X_train = pd.read_csv('train.csv')
X_test = pd.read_csv('test.csv')



Before we do anything in NLP, we need to build a vocabulary consisting of unique words (vocabulary list). Build_vocab will take care of that. What it does is that it goes through the text we have, tokenizes them and counts the occurence of the contained words. In this manner it builds a vocabulary list from the comments.

We will have to retrieve tokens from a document by separating punctuations from words and splitting words like "y'all" or "you're". 

In [4]:
def build_vocab(texts):
    sentences=texts.apply(lambda x: x.split()).values 
    vocab={}
    for sentence in sentences:
        for word in sentence:
            try:
                vocab[word]+=1
            except KeyError:
                vocab[word]=1    
    return vocab

In [29]:
X_train['comment_text']=X_train['comment_text'].apply(lambda x: x.lower())
vocab=build_vocab(X_train['comment_text'])
len(vocab)

635719

KeyedVectors will implement word vectors and their similarity look-ups

In this project, we are going to use Universal Embedding: embeddings that are pre-trained on the a large corpus of data to improve their performance by incorporating some general word/sentence representations learned on the larger dataset. The whole idea of embedding is to encode words or sentences in fixed-length dense vectors. What it means is that they are distributed representations of text in an n-dimensional space.

Our first major goal is to get our vocabulary as close to embedding as possible

In [6]:
ft_common_crawl = 'crawl-300d-2M.vec'
embeddings_index = KeyedVectors.load_word2vec_format(ft_common_crawl)

To actually check the intersection between the vocabulary, that we will be slowly improving and the pre-existing embedding, check_coverage function is created. It tells us how many words in our vocabulary actually exist in the larger embedding. It will output the list of words that were not found in the embedding, and by adressing those words, we can improve our vocabulary

nb_known_words/nb_unknown_words represent the number of words covered in the corpus
Also, prints the vocabulary coverage of embeddings and the % of comments text covered by the embeddings

In [7]:
import operator
def check_coverage(vocab,embeddings_index):
    known_words={}
    unknown_words={}
    nb_known_words=0
    nb_unknown_words=0
    for word in vocab.keys():
        try:
            known_words[word]=embeddings_index[word]
            nb_known_words+=vocab[word]
        except:
            unknown_words[word]=vocab[word]
            nb_unknown_words+=vocab[word]
    print('Found embedding for {:.3%} of vocab'.format(len(known_words)/len(vocab)))
    print('Found embedding for {:.3%} of all text'.format(nb_known_words/(nb_known_words+nb_unknown_words)))
    unknown_words=sorted(unknown_words.items(), key=operator.itemgetter(1))[::-1]
    return unknown_words
unknown = check_coverage(vocab, embeddings_index)    

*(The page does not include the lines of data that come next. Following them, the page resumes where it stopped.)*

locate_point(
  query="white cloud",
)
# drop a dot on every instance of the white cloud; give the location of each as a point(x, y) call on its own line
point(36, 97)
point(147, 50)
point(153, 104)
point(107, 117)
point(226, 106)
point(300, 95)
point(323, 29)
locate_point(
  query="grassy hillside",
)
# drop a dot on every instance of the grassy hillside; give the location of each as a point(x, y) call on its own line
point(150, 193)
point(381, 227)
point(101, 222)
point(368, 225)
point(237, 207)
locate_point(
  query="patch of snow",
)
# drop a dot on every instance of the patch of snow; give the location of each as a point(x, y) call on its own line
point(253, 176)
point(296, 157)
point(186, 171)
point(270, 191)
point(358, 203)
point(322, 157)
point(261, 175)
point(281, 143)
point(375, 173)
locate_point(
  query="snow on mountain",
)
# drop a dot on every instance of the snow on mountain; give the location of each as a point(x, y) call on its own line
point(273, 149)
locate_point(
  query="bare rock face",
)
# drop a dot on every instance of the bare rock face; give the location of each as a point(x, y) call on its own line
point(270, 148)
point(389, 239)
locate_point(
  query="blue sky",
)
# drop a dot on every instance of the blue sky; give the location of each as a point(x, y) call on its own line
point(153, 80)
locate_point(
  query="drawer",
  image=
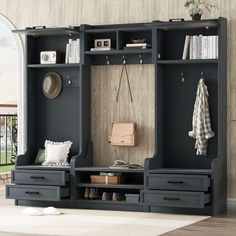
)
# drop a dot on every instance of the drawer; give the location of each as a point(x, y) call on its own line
point(40, 177)
point(176, 199)
point(178, 182)
point(40, 193)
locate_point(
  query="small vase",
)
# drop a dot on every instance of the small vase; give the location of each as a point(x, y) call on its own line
point(196, 16)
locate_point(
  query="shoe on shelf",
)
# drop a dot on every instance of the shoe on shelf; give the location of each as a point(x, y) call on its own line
point(106, 196)
point(93, 194)
point(86, 193)
point(117, 197)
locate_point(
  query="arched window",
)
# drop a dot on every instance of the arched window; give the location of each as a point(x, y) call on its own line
point(12, 84)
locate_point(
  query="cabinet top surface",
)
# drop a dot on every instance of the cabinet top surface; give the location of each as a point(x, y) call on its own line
point(107, 169)
point(43, 31)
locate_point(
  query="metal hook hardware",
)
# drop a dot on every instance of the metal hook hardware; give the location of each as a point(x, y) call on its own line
point(124, 61)
point(69, 80)
point(108, 62)
point(140, 59)
point(202, 76)
point(182, 77)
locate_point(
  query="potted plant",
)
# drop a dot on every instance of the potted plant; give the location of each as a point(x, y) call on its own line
point(196, 7)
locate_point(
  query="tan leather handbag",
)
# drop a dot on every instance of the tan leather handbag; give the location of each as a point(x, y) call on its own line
point(124, 134)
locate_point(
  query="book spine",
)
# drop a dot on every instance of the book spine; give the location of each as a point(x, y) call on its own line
point(136, 44)
point(217, 46)
point(186, 47)
point(208, 47)
point(77, 57)
point(200, 47)
point(204, 47)
point(70, 51)
point(191, 48)
point(195, 47)
point(67, 52)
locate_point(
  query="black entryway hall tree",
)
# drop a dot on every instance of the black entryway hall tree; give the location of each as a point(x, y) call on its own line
point(175, 179)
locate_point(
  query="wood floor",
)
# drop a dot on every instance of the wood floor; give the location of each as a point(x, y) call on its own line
point(222, 225)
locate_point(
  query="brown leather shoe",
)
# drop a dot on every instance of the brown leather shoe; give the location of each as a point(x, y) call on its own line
point(93, 194)
point(117, 196)
point(106, 196)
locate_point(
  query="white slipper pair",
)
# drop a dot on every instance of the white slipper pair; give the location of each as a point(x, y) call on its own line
point(31, 211)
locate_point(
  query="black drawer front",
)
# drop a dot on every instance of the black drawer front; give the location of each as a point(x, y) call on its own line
point(178, 182)
point(176, 199)
point(40, 177)
point(41, 193)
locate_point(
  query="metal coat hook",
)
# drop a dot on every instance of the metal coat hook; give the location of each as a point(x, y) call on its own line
point(108, 62)
point(182, 77)
point(140, 59)
point(69, 80)
point(124, 61)
point(202, 76)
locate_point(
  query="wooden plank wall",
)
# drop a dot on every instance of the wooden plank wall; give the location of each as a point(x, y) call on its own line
point(23, 13)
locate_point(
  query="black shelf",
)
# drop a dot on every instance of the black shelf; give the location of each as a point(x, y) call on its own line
point(183, 25)
point(107, 169)
point(109, 202)
point(59, 65)
point(114, 52)
point(117, 186)
point(48, 31)
point(193, 61)
point(180, 171)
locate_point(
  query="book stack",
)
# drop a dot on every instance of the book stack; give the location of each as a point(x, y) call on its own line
point(100, 49)
point(200, 47)
point(72, 51)
point(137, 46)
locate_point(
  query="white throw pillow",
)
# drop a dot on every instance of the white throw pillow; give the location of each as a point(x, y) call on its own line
point(56, 153)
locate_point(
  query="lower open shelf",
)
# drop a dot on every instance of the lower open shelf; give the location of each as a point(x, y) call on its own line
point(108, 202)
point(116, 186)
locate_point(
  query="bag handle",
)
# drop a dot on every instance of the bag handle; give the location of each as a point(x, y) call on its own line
point(127, 78)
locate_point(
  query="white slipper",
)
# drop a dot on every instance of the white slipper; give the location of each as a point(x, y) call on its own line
point(51, 211)
point(30, 211)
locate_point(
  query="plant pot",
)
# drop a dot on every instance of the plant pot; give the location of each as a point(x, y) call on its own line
point(196, 16)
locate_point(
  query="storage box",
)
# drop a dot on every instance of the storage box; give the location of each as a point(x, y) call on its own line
point(133, 198)
point(100, 179)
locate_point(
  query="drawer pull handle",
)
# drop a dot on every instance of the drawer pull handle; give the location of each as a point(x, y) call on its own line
point(37, 177)
point(171, 198)
point(175, 182)
point(28, 192)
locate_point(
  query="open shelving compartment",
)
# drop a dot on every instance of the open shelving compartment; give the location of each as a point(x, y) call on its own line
point(176, 86)
point(120, 36)
point(133, 184)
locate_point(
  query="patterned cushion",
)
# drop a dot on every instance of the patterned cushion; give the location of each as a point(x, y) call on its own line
point(56, 153)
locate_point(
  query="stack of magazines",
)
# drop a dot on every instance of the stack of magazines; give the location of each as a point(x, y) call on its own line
point(72, 51)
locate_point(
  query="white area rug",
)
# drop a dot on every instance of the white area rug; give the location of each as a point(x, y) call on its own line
point(76, 222)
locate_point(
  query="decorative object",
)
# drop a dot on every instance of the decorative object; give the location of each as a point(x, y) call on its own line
point(56, 153)
point(138, 40)
point(49, 57)
point(124, 134)
point(196, 7)
point(51, 85)
point(102, 43)
point(40, 158)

Found embedding for 13.109% of vocab
Found embedding for 91.197% of all text


Embedding only cover ~13% of the vocabulary and this accounts for 92% from the entire comments texts.
About 8.8% of our text is useless, since it won't be detected by the embedding. To improve this, we need to check which words are out-of-vocabulary (oov)

In [16]:
#clear punctuation and special characters
def clean_punc(data):
    punct = "/-'?!.,#$%\'()*+-/:;<=>@[\\]^_`{|}~`" + '""“”’' + '...∞θ÷α•à−β∅³π‘₹´°£€\×™√²—–&'
    def clean_special_chars(text, punct):
        for p in punct:
            text = text.replace(p, '').lower()
        return text

    data = data.astype(str).apply(lambda x: clean_special_chars(x, punct))
    return data

In [17]:
X_train['comment_text']=clean_punc(X_train['comment_text'])
vocab=build_vocab(X_train['comment_text'])
unknown=check_coverage(vocab,embeddings_index)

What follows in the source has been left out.